Summary of php brute-force path

1. A single quotation mark (spofs) is directly added to the URL. The spofs are not filtered (gpcoff) and the server returns an error message by default. Www. xxxx. comnews. php? Id149 '2. Change the parameter to be submitted to the path of the error parameter to an error, for example,-1. Try to filter out single quotes. Www. xxxx. comresearcharchive. php? Id

1. The single quotation mark (single quotation mark) is directly added to the URL. The single quotation mark is not filtered (gpc = off) and the server returns an error message by default. Www.xxxx.com/news. php? Id = 149 '2. Change the parameter to be submitted to the path of the error parameter to an error, for example,-1. Try to filter out single quotes. Www.xxxx.com/researcharchive. php? Id =

1. Single quotes

Add single quotation marks directly behind the URL. The single quotation marks must not be filtered (gpc = off) and the server returns an error message by default.

Www.xxxx.com/news. php? Id = 149 ′

2. Path of incorrect parameter values

Change the parameter value to be submitted to an error value, for example,-1. Try to filter out single quotes.

Www.xxxx.com/researcharchive. php? Id =-1

3. Google's explosive path

Search for the webpage snapshot of the error page by combining the keyword and site syntax. Common keywords include warning and fatal error. Note: If the target site is a second-level domain name, the site is connected to its corresponding top-level domain name, resulting in much more information.

Site: xxxx.com warning

Site: xxxx.com "fatal error"

4. Test File explosion path

Many websites have test files in the root directory, and the script code is usually phpinfo ().

Www.xxxx.com/test. php

Www.xxxx.com/ceshi. php

Www.xxxx.com/info. php

Www.xxxx.com phpinfo. php

Www.xxxx.com/php_info.php

Www.xxxx.com/1.php

5. phpmyadmin burst path

Once you find the phpmyadmin Management page and access some specific files in the directory, the physical path may pop up. For phpmyadmin addresses, you can use tools such as wwwscan or google. PS: Some BT websites are written as phpMyAdmin.

Www.xxxx.com/phpmyadmin/themes/darkblue_orange/layout. inc. php

Www.xxxx.com/phpmyadmin/libraries/select_lang.lib.php

Www.xxxx.com/phpmyadmin/index. php?

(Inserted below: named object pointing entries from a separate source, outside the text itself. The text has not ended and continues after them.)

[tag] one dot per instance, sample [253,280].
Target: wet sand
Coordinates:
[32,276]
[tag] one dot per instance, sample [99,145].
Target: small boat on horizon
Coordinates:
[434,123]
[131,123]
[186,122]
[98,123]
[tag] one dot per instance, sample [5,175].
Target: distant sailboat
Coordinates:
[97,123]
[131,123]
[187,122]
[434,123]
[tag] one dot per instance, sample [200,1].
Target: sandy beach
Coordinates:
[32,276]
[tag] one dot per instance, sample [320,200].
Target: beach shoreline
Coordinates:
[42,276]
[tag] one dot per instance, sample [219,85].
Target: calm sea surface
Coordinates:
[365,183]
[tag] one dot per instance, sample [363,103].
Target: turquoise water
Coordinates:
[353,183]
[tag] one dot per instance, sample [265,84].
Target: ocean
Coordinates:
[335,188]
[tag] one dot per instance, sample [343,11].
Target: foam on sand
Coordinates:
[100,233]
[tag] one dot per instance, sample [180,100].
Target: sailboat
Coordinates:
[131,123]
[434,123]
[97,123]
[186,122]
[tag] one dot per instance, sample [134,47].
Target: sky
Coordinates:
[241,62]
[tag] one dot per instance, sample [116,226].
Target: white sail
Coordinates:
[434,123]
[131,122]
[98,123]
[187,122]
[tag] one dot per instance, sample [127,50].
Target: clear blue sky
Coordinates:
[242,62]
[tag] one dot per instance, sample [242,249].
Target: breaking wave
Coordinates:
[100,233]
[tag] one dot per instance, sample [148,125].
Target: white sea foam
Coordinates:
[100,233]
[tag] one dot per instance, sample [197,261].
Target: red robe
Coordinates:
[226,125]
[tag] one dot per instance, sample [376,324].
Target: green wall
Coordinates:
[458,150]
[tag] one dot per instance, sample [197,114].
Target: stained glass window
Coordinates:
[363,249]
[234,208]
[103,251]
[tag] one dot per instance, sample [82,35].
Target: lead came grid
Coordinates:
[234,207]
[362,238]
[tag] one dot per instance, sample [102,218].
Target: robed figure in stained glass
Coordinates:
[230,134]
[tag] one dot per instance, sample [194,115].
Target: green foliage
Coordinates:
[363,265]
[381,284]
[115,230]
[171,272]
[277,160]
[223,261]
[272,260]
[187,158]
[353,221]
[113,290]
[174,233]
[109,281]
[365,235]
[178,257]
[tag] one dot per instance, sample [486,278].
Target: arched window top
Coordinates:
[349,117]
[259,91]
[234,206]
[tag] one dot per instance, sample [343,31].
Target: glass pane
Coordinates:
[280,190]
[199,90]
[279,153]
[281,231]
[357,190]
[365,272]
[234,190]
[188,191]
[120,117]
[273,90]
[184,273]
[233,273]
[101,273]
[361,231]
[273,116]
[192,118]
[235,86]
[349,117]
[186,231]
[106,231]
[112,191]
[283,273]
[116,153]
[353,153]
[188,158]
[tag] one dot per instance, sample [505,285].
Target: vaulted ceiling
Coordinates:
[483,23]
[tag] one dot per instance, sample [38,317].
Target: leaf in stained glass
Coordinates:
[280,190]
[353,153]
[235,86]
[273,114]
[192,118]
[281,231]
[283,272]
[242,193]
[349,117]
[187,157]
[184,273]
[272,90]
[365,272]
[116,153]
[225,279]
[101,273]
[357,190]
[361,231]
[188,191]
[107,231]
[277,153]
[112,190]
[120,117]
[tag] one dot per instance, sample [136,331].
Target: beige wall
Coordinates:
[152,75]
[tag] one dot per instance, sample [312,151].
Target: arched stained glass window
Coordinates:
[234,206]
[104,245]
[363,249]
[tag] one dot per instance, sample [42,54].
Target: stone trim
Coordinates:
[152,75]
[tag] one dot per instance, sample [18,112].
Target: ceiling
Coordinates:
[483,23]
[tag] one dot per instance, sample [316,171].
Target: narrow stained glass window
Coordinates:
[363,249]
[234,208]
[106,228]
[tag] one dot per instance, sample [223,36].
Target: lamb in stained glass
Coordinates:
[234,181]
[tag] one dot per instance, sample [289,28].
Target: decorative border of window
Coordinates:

Lang [] = 1

6. Find the path of the configuration file

If the injection point has the file read permission, you can manually load_file or the tool to read the configuration file, and then find the path information (usually at the end of the file ). The default paths of Web servers and PHP configuration files on various platforms can be checked online.

Windows:

C: \ windows \ php. ini php configuration file

C: \ windows \ system32 \ inetsrv \ MetaBase. xml IIS Virtual Host Configuration File

Linux:

/Etc/php. ini php configuration file

/Etc/httpd/conf. d/php. conf

/Etc/httpd/conf/httpd. conf Apache configuration file

/Usr/local/apache/conf/httpd. conf

/Usr/local/apache2/conf/httpd. conf

/Usr/local/apache/conf/extra/httpd-vhosts.conf virtual directory configuration file

7. nginx file type error parsing burst path

This was accidentally discovered yesterday. Of course, the Web server is required to be nginx and there is a file type Parsing Vulnerability. Sometimes/x. php is added after the image address. This image will not only be executed as a php file, but may also expose the physical path.

Www.xxxx.com/top.jpg/x. php

8. Others

Others are full-Site program brute-force path vulnerabilities such as dedecms and phpwind, which are complicated and less universal.